28 Şubat darbe süreci, insan hakları ihlali bağlamında en fazla tahribatı Müslüman kadınlar üzerinde bıraktı. Müslüman kadının Müslüman kimliğiyle toplumsal bir özne olması rejim için en büyük tehlike olarak görüldü. Başörtüsü yasaklarıyla simgeleşen bu siyaset neticesinde binlerce başörtülü kadın mesleğinden, okulundan, toplumundan tecrit edildi. Bu tablo 28 Şubat sürecinin en sembolik ve en açık özeti oldu.

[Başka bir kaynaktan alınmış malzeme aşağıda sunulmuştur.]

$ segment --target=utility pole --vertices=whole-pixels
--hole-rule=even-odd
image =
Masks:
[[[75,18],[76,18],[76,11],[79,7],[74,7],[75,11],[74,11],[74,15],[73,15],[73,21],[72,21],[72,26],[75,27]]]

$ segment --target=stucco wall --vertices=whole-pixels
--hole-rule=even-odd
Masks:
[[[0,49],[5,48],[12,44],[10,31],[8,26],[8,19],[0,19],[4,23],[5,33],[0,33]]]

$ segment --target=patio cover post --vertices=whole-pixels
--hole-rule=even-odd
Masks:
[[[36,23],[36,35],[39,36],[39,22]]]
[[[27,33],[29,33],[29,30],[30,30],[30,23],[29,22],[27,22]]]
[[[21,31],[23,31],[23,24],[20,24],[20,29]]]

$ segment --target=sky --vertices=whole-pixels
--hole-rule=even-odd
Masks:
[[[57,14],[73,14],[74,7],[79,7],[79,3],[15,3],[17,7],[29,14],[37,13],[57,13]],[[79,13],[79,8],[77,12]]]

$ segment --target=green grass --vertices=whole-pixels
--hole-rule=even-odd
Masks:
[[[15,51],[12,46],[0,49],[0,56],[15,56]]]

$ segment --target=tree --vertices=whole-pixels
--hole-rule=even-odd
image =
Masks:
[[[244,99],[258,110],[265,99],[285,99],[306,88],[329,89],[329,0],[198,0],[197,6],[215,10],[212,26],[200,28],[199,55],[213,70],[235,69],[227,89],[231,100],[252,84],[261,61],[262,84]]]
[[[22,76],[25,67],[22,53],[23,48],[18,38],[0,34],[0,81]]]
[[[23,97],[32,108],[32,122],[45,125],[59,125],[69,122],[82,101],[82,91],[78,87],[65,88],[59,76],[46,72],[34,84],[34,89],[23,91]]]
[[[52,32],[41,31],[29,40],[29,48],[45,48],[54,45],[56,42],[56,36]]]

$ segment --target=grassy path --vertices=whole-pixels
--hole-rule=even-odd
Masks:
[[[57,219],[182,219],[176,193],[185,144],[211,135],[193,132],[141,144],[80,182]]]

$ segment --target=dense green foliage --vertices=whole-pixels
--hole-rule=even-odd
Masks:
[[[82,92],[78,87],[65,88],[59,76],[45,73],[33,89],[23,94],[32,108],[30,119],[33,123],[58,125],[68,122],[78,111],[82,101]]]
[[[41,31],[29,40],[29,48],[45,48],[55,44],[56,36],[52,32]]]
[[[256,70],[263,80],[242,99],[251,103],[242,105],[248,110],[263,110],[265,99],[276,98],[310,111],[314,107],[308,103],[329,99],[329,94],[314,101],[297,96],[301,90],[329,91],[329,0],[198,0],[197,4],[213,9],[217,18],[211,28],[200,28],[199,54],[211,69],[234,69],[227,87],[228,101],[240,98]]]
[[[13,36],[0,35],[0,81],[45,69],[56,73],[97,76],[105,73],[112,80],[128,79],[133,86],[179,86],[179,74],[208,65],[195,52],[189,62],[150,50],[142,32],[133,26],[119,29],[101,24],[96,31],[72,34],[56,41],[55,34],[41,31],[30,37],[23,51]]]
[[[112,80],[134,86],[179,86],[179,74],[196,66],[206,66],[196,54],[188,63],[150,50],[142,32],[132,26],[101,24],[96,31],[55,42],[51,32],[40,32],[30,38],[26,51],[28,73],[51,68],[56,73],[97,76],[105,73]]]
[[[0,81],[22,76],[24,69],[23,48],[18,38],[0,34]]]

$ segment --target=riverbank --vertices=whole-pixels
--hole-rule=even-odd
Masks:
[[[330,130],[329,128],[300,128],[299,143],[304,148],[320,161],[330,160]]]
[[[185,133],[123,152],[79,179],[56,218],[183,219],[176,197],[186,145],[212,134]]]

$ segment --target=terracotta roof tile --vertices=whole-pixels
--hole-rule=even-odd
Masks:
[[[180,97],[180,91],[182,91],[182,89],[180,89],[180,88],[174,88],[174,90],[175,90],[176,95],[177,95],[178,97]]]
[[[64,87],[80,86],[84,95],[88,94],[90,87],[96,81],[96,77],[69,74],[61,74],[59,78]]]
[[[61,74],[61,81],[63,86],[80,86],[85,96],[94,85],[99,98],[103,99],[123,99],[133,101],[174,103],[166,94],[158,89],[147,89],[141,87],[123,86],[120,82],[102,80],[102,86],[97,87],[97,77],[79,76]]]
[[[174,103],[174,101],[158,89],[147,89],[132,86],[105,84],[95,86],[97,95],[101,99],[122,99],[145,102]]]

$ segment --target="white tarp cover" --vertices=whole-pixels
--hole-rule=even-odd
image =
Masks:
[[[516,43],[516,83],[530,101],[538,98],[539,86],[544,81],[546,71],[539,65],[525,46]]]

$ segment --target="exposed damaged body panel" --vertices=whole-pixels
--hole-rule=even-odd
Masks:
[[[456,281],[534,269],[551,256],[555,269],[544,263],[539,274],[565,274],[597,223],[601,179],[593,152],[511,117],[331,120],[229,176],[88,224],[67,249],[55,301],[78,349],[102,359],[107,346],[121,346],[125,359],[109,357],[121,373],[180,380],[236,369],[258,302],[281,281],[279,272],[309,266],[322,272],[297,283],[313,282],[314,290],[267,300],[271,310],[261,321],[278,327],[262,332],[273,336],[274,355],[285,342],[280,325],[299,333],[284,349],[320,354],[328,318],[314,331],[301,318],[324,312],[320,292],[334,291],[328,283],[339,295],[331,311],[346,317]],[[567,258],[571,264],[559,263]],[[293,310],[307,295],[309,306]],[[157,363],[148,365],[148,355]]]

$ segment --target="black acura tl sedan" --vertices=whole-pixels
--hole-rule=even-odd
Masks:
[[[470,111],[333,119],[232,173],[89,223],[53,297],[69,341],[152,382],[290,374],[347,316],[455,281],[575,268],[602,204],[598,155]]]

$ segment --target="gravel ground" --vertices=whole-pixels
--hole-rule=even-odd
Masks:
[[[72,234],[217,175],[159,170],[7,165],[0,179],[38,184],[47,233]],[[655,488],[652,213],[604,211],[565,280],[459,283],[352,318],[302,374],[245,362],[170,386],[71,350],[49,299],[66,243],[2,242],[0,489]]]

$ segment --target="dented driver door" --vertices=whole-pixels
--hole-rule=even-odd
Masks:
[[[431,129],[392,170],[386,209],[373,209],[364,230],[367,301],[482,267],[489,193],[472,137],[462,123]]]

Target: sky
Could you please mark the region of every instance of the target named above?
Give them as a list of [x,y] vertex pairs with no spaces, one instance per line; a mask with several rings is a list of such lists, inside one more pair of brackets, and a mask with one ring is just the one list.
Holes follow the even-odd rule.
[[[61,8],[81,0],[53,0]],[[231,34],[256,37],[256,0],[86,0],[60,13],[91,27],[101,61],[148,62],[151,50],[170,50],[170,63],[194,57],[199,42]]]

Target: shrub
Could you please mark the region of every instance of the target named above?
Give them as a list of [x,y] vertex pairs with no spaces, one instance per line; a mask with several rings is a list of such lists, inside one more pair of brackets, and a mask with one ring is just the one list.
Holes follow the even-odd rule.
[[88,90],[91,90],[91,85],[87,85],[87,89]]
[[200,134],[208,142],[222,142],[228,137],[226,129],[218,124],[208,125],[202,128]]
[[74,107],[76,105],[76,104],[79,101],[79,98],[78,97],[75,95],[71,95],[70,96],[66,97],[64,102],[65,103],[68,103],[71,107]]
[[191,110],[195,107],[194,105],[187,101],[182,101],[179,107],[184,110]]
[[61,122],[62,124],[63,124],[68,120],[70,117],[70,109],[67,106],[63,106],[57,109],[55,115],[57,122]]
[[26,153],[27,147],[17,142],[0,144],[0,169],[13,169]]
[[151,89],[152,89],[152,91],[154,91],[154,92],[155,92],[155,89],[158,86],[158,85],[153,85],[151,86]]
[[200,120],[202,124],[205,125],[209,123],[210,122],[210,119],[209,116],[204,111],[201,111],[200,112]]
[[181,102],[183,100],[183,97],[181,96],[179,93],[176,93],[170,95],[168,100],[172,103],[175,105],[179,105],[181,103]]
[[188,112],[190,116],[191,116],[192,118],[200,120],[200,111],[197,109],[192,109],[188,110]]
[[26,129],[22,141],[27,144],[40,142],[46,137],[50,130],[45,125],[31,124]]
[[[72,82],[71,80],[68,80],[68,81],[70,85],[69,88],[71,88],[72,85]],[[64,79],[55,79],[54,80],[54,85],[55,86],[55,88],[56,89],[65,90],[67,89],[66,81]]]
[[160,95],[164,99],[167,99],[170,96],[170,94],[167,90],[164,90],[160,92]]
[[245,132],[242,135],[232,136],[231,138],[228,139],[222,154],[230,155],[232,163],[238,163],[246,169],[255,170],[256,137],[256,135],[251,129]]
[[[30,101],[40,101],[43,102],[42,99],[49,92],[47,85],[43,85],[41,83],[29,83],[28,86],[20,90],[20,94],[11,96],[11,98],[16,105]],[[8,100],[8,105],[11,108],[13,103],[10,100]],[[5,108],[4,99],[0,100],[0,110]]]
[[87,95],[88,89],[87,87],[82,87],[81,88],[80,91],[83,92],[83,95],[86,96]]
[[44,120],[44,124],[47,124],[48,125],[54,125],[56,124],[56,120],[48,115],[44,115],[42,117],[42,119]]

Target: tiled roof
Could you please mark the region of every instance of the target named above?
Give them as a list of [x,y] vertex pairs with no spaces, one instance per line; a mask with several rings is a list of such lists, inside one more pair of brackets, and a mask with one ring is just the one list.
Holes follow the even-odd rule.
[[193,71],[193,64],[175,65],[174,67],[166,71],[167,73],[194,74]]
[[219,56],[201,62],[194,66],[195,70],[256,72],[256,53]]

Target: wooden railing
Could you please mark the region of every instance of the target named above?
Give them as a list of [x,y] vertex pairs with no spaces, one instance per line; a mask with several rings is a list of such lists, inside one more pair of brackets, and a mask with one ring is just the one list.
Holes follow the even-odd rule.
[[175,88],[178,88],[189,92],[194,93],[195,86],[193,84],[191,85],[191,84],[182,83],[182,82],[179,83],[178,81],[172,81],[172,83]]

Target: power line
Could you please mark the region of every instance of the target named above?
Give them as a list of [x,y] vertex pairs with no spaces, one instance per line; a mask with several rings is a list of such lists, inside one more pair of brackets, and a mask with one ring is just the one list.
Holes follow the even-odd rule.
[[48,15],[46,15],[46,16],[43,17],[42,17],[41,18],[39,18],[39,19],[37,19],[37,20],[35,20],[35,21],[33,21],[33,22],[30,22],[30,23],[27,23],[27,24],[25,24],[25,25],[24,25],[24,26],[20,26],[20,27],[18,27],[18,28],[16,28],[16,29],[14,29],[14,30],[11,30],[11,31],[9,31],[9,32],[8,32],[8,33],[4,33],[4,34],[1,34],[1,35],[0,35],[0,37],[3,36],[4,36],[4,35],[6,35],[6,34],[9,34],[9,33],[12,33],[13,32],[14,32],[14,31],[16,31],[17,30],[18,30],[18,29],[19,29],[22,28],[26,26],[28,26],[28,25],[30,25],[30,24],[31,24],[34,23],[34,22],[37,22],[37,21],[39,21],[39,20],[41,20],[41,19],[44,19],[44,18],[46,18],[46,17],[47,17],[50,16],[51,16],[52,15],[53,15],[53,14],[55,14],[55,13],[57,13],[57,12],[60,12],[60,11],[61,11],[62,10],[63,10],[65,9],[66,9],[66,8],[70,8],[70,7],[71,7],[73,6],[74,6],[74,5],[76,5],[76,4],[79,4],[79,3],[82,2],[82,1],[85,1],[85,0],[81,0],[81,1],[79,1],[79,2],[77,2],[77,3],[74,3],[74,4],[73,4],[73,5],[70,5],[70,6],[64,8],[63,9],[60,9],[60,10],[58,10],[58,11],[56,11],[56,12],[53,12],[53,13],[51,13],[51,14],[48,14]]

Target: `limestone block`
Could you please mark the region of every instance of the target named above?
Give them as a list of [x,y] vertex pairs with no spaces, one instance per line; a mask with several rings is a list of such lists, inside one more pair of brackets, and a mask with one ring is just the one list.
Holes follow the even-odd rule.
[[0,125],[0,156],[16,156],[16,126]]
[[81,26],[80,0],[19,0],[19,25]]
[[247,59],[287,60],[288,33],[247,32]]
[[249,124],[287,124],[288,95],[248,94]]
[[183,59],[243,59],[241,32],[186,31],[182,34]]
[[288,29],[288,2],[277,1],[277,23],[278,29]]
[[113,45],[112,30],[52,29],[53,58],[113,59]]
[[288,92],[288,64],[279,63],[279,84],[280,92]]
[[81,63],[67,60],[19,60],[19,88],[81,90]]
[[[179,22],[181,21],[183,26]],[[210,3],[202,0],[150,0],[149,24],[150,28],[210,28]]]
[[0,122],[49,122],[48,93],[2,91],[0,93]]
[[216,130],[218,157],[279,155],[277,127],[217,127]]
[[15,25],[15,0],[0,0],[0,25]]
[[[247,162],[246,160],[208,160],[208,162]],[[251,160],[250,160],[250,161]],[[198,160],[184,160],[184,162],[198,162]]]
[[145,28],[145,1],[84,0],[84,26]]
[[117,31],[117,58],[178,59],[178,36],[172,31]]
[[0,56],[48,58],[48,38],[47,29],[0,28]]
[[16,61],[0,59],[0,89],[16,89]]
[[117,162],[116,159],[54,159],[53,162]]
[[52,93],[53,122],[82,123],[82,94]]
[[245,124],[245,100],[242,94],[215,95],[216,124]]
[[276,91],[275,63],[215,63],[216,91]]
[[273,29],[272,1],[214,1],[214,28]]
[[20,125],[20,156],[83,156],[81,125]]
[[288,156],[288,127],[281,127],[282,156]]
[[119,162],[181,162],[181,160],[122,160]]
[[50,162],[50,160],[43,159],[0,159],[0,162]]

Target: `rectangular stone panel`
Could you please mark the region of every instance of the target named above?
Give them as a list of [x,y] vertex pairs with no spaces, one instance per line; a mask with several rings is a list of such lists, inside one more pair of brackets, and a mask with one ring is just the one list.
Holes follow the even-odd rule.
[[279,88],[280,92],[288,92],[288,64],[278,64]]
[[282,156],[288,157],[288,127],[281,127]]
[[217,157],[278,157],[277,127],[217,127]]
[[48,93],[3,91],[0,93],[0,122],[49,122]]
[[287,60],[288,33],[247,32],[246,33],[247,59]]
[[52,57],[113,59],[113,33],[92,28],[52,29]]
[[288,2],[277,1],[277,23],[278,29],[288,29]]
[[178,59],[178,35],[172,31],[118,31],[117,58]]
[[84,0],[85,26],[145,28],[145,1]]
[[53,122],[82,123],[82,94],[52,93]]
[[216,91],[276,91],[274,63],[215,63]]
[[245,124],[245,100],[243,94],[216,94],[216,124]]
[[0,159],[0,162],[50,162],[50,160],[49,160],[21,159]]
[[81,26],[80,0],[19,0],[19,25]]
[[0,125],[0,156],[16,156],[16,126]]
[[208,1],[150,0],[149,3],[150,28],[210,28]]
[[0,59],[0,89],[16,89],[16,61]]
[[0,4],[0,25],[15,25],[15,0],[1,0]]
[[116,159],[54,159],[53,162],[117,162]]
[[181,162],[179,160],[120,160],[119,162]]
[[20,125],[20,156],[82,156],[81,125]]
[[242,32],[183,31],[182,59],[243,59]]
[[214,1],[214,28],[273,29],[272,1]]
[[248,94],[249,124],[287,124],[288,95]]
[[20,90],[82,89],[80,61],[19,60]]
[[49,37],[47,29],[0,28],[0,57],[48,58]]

Başörtüsü tecridi aslında darbe sürecinin temel dinamiğini oluşturan merkez-çevre ikiliğinin bir neticesiydi. Sistemin sahipleri; çevrenin iktidarına, sermayenin el değiştirmesine, devlet aygıtlarının ellerinden kaymasına önemli bir direnç gösteriyorlardı. Böylece Başörtüsü, İmam Hatipler, İslami sivil toplum örgütleri bu direnç noktasının ana hedefi haline geldiler. Aslına bakılırsa bu direnç ve tazyik 28 Şubat sürecine has bir özellik değildi. Zira bin yıllık sürecin yüz yıllık geçmişi, aynı özden beslenmekteydi.
Faiz ekonomisinin büyümesiyle oluşan kamu zararının milyarlarca dolar olduğu tahmin edilirken, özellikle toplumsal alanda meydana gelen derin tahribatın boyutu hala netleştirilemedi. Belki de başörtüsü ve katsayı engeli nedeniyle ortaya çıkan ve psikolojik tacizlerle örülü tahribatın tam anlamıyla ne boyutu belirlenebilecek ne de sebep olduğu zararlar giderilebilecek.
28 Şubat süreci toplumsal ve siyasal dönüşümü içeren bir sürekliliği ifade ediyordu. İzlenen politika Türkiye’nin hala çözümleyemediği derin sosyal ve siyasal izler bıraktı. Özellikle toplum psikolojisinin 28 Şubat travmasını hala atlatamadığını söyleyebiliriz. Diğer yandan süreç boyunca yaşanan hak ihlallerinin, maddi ve manevi boyutlarıyla tamamen ortadan kaldırıldığını ifade edemeyiz. 28 Şubat zihniyeti ve kurumları tasfiye edildi, ama bıraktığı izler hala ortada ve hala taze.
Toplumun bütün kılcal noktalarına yayılan bu tahribat sebebiyledir ki 28 Şubat’ın toplum vicdanında oturduğu yer hiç şaşırtıcı olmadı. Refahyol Hükümeti’nin devrilmesinden sadece 5 yıl sonra, 3 Kasım 2002’de, Türkiye’nin askeri vesayete davetiye çıkaran Koalisyonlar Devri kapandı. Yeni açılan sayfa ise artık başka bir Türkiye’yi yazacaktı.